LA LISTA DELLA SPESA

Se continui a rimandare per colpa di un traguardo che ancora non hai visto

Cominci a dire che la gente fa sogni strani quando i tuoi sono peggio, ma non insisti.

La crisi ti fa stare male ma ti ci immedesimi nel nuovo governo

E il motivo è perché stavolta è più dura ma non è certo colpa di questo inverno.

Come le bambole rotte che se ne stanno in una stanza: occhi fissi, senza sguardo e senza memorie

Escono poco la sera da quando hanno perso i tempi allegri, tempi densi per i canta storie.

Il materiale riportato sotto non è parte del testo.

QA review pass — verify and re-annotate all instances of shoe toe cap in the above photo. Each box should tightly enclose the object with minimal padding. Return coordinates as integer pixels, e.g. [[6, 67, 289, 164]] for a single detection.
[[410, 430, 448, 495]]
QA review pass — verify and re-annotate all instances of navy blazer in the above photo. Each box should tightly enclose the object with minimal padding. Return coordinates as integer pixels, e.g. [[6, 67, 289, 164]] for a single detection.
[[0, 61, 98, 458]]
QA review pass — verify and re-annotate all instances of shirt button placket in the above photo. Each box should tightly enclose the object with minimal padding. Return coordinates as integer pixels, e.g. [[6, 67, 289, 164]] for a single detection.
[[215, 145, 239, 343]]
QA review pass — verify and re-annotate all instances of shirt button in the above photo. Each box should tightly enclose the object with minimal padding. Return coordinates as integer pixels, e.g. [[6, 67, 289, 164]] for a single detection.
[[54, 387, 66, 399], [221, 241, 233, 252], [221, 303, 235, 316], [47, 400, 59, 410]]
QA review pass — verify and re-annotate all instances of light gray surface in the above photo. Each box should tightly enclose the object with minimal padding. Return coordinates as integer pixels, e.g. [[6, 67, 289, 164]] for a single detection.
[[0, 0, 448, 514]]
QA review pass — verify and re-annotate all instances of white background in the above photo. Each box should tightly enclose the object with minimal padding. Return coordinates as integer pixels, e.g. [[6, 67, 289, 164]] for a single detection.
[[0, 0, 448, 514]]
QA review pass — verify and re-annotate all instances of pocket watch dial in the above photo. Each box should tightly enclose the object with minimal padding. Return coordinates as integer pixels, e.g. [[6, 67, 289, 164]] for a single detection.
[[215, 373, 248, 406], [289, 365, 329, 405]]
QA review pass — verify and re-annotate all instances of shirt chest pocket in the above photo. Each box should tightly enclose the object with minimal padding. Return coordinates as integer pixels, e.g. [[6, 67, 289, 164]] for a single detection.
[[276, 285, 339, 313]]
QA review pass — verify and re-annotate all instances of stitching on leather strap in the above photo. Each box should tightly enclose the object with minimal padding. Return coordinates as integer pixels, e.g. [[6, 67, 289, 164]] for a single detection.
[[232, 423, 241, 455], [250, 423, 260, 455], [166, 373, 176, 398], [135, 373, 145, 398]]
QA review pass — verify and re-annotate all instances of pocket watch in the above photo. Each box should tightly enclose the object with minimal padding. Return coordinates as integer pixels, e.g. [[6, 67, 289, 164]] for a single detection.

Se ti chiedi cosa aspetta l’artigiano a riparare quelle bambole

Forse è ora che capisci chi riesce a muovere le nuvole

Con la mente compressa dall’inutilità dell’indecisione

Sarebbe bello festeggiare la nascita della tua ragione.

Aspetto che una città mi tolga il respiro, hai pensato

E quel momento ti sembra sempre piuttosto tradito

E nei tuoi sogni hai pure un marito poeta

Ma è un ricordo impuro che invece ti aggroviglia la meta.

Saranno i tagli a mettere una certa ansia,

o perché la paura ti assale già solo se un cane abbaia.

Sarà banalmente una pensione corta quella che ti aspetta

Ma è solo la tua voglia quella che ha bisogno di fretta.

M.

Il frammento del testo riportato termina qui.